Projectile motion with only distance, an angle and a ratio

[Julie Yum]

Homework Statement

launch angle of θ=41.86°. The distance to the wall is d=11.06 m, and it strikes the wall with speed that is a fraction f=0.925 of the initial speed, while it is still gaining height (i.e., it has not the highest point of the trajectory). What is the initial velocity? Express your answer in m/s.

Homework Equations

The Attempt at a Solution

V(initial)=v(final)/0.925

 

[stockzahn]

Homework Statement

launch angle of θ=41.86°. The distance to the wall is d=11.06 m, and it strikes the wall with speed that is a fraction f=0.925 of the initial speed, while it is still gaining height (i.e., it has not the highest point of the trajectory). What is the initial velocity? Express your answer in m/s.

Homework Equations

The Attempt at a Solution

V(initial)=v(final)/0.925

Good morning from CET (+DST). According to this forum's philosophy, your goal should be to learn to solve this kind of problems and to find the answer yourself (with assistance of a more experienced member). Therefore you are expected to show effort to solve the problem, so please let us know what you've achieved so far, what formulas/equations/principles you think you can use and describe with which of the steps of the solution you have problems with. So what are your ideas?

 

[PeroK]

@Julie Yum this looks like quite a difficult problem. It will test your algebra and your mathematical understanding of the equations of projectile motion.

 

[Julie Yum]

@Julie Yum this looks like quite a difficult problem. It will test your algebra and your mathematical understanding of the equations of projectile motion.

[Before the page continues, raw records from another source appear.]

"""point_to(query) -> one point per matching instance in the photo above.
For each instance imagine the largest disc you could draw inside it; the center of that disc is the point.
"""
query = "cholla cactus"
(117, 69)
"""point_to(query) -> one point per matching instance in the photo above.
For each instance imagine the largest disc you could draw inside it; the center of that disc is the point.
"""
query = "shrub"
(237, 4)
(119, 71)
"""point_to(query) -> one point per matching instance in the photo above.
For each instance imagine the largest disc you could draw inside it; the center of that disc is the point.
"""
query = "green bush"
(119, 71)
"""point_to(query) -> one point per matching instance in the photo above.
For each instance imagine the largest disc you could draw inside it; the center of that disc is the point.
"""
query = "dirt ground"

Good morning from CET (+DST). According to this forum's philosophy, your goal should be to learn to solve this kind of problems and to find the answer yourself (with assistance of a more experienced member). Therefore you are expected to show effort to solve the problem, so please let us know what you've achieved so far, what formulas/equations/principles you think you can use and describe with which of the steps of the solution you have problems with. So what are your ideas?

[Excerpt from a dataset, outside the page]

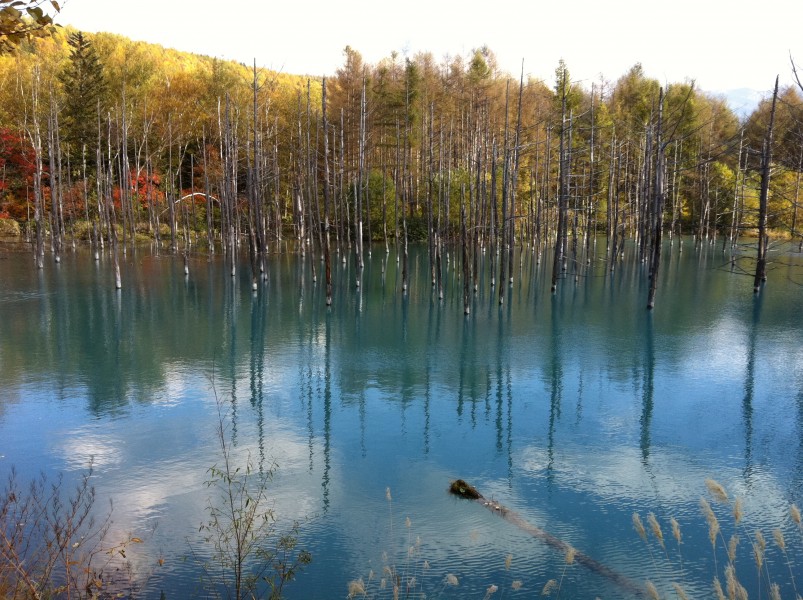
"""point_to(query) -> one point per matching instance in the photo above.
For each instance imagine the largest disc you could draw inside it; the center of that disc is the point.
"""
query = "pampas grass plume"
(717, 491)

So far I have created a multiple formulas to relate the problem to one variable, but I am not sure if I am doing it correctly. I have included a link to the image with my work so far. Please let me know if I am on the right track, or if I should start totally over.
https://drive.google.com/open?id=1IOu8GFxsn8uUyy96XoYpBVFcTIGmX6Op

 

[Julie Yum]

Good morning from CET (+DST). According to this forum's philosophy, your goal should be to learn to solve this kind of problems and to find the answer yourself (with assistance of a more experienced member). Therefore you are expected to show effort to solve the problem, so please let us know what you've achieved so far, what formulas/equations/principles you think you can use and describe with which of the steps of the solution you have problems with. So what are your ideas?

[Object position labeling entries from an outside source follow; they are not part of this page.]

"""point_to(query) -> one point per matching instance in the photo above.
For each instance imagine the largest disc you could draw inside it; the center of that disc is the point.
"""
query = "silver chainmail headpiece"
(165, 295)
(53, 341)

Here is a link to what I have so far: https://drive.google.com/open?id=1IOu8GFxsn8uUyy96XoYpBVFcTIGmX6Op
What I have seems very complex, long and hard to describe using a keyboard type format, so I excluded it from the forum. However, I have found a way to show what I have as a link. I would appreciate any feedback if possible.

 

[PeroK]

So far I have created a multiple formulas to relate the problem to one variable, but I am not sure if I am doing it correctly. I have included a link to the image with my work so far. Please let me know if I am on the right track, or if I should start totally over.
https://drive.google.com/open?id=1IOu8GFxsn8uUyy96XoYpBVFcTIGmX6Op

This problem is not really suited to plugging in all those numbers. For one thing, it's almost impossible to tell whether you are on the right track. It's just a mass of numbers in which the actual physics is buried.

I find $u, v$ easier than $v_0, v_1$. In any case, you should be looking at an algebraic approach, with $d, f, \theta, t$ as the variables.

The first step is to write down what you are given. I would start with:

$v = fu$, hence $v^2 = f^2u^2$

$v_x = u_x = u\cos\theta$,
$v_y = u_y - gt = u\sin\theta - gt$

Now, can you continue from there? Where does $d$ come in?

 

[Julie Yum]

This problem is not really suited to plugging in all those numbers. For one thing, it's almost impossible to tell whether you are on the right track. It's just a mass of numbers in which the actual physics is buried.

I find $u, v$ easier than $v_0, v_1$. In any case, you should be looking at an algebraic approach, with $d, f, \theta, t$ as the variables.

The first step is to write down what you are given. I would start with:

$v = fu$, hence $v^2 = f^2u^2$

$v_x = u_x = u\cos\theta$,
$v_y = u_y - gt = u\sin\theta - gt$

Now, can you continue from there? Where does $d$ come in?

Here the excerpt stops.